Addie folded ourself up on the ground, our legs crossed.
“Go on,” she said quietly. “What happened then?”
Ruth cleared her throat and told us.
And so it started up again. Each night, more girls joined in. Each day, it got colder. We woke some mornings and saw our breath under the fluorescent lights. It usually warmed up a bit by lunchtime, but not much. I found myself relieved for only fifteen girls and more than thirty beds—it meant we could double up on blankets. Everyone spent both waking and sleeping hours huddled under them.
But more and more girls fell ill, too. So far, none seemed as bad off as Hannah had been in the beginning. But Addie and I shared the ward with girls flushed with fever, and girls pale with cold, and we could do so little to help.

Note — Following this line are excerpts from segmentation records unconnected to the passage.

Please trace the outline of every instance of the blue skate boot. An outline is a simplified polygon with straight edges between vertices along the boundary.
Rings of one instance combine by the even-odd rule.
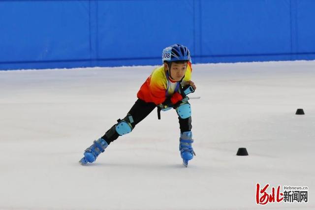
[[[186,167],[188,166],[188,161],[192,159],[193,155],[196,155],[191,147],[191,144],[193,142],[192,138],[191,131],[187,131],[181,133],[181,138],[179,139],[179,150],[183,158],[183,164]]]
[[[87,163],[93,163],[95,161],[97,156],[105,150],[108,146],[108,144],[106,141],[102,138],[94,141],[93,144],[84,151],[84,157],[79,162],[82,165],[85,165]]]

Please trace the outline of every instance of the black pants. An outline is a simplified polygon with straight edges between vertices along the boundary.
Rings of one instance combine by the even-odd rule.
[[[132,126],[132,128],[133,129],[135,125],[149,115],[156,106],[154,103],[147,103],[142,100],[138,99],[128,112],[127,116],[123,120],[128,121],[128,117],[131,115],[133,119],[133,122],[131,123]],[[191,117],[186,119],[182,119],[179,117],[178,120],[180,129],[182,133],[183,132],[190,131],[191,130]],[[117,124],[114,125],[105,133],[104,136],[102,137],[102,138],[104,139],[108,144],[117,139],[119,137],[119,134],[117,133],[116,130],[116,124]]]

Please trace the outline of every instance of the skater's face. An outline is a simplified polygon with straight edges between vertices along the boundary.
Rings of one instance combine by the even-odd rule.
[[[164,63],[165,70],[168,70],[169,66],[167,63]],[[180,63],[173,62],[171,65],[170,74],[173,80],[178,82],[180,81],[185,75],[187,70],[187,62],[185,61]]]

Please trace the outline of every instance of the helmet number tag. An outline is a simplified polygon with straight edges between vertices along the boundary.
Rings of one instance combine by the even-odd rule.
[[[169,49],[167,49],[169,48]],[[163,51],[162,54],[162,60],[171,60],[171,53],[172,52],[172,49],[171,48],[166,48]]]

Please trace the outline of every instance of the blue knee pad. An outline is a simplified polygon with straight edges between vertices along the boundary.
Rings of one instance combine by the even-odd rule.
[[[121,136],[131,132],[132,126],[125,120],[122,120],[116,125],[116,132]]]
[[[122,120],[119,120],[119,122],[116,124],[116,132],[120,136],[129,133],[132,130],[132,125],[131,123],[133,123],[133,118],[132,116],[128,114],[127,116]]]
[[[190,105],[186,103],[181,105],[176,109],[177,115],[182,119],[186,119],[191,116],[191,109]]]

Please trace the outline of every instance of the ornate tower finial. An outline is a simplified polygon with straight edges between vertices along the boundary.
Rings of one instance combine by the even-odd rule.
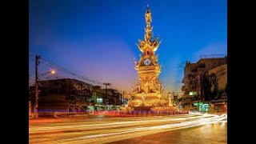
[[[150,10],[149,5],[146,7],[146,14],[145,14],[145,21],[146,26],[145,28],[145,41],[149,42],[152,39],[153,34],[152,34],[152,27],[150,26],[150,23],[152,22],[152,16]]]

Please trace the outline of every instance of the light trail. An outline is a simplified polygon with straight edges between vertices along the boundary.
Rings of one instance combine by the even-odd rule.
[[[162,116],[137,119],[103,118],[95,122],[62,122],[30,128],[30,143],[104,143],[141,137],[164,131],[189,128],[201,125],[223,122],[226,114],[186,114],[186,116]],[[116,122],[117,120],[122,122]]]

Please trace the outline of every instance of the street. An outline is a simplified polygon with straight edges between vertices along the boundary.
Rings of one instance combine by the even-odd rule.
[[[226,114],[190,114],[30,122],[29,138],[30,143],[207,143],[218,138],[226,143]]]

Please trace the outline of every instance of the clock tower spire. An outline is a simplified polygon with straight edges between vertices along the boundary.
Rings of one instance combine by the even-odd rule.
[[[137,44],[142,54],[139,61],[135,62],[139,84],[135,86],[129,103],[133,106],[158,106],[163,103],[163,90],[158,78],[161,66],[158,65],[158,58],[155,55],[161,42],[158,42],[158,38],[153,38],[152,15],[149,5],[145,13],[145,22],[144,40],[138,39],[139,43]]]

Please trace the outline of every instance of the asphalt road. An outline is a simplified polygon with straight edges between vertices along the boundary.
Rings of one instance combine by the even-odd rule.
[[[179,142],[176,138],[176,143],[186,143],[186,141],[194,142],[194,140],[190,140],[189,138],[191,136],[194,138],[197,138],[195,135],[198,135],[198,138],[200,137],[202,139],[206,137],[203,135],[205,128],[200,130],[202,126],[204,127],[215,124],[222,125],[226,122],[226,114],[201,114],[144,118],[98,118],[73,119],[70,121],[66,119],[65,122],[30,124],[29,142],[30,143],[77,144],[108,142],[170,143],[169,141],[174,142],[175,139],[174,139],[173,134],[176,134],[174,135],[176,135],[175,137],[178,136],[178,139],[184,138],[183,141]],[[206,130],[210,130],[210,134],[215,134],[210,132],[214,131],[214,129],[211,130],[212,128],[210,127],[210,129],[207,128]],[[190,133],[190,130],[192,130],[191,133],[194,133],[193,130],[197,132],[194,134],[186,137],[187,135],[186,134]],[[226,138],[225,134],[223,138]],[[159,141],[159,138],[165,138],[165,140]],[[149,142],[142,142],[142,139],[148,139]],[[219,142],[226,142],[226,140],[225,141],[224,138],[224,140]]]

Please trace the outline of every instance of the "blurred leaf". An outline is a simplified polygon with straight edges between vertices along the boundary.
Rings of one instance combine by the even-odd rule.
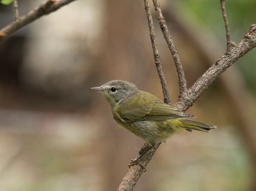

They’d had a way, however imperfect, of keeping themselves as safe as possible. We’d broken that. We’d thought we were doing something good, and back in Class 6, when fewer of the girls were sick, it hadn’t seemed to come at any cost. But our actions had grown beyond us. The other girls not only gathered after lights-out, they started flocking together in smaller groups during the day.
One morning, someone laughed, and it was like lightning jolted every soul in the ward. The room silenced. Heads turned.
It was Lilac Helms, and she pressed her fingers to her lips like she’d just said something wrong. For a moment, I thought she might apologize. Instead, she just looked away. After a moment, everyone else did, too.
But the echoes of her laughter remained.
Addie and I checked the string as often as we could. Each time, we felt a jolt of excitement as the glimmer of gold lifted from the ground. And each time, the anticipation flattened into disappointment. A week passed. No one came to collect the ring or leave us any kind of message—any sign that we had friends on the outside, ready to help if something went wrong.
Perhaps Marion had been caught. Perhaps she had made a wrong move, gotten someone suspicious, and now had to lie low. Perhaps she’d decided this whole thing was too dangerous, and given up.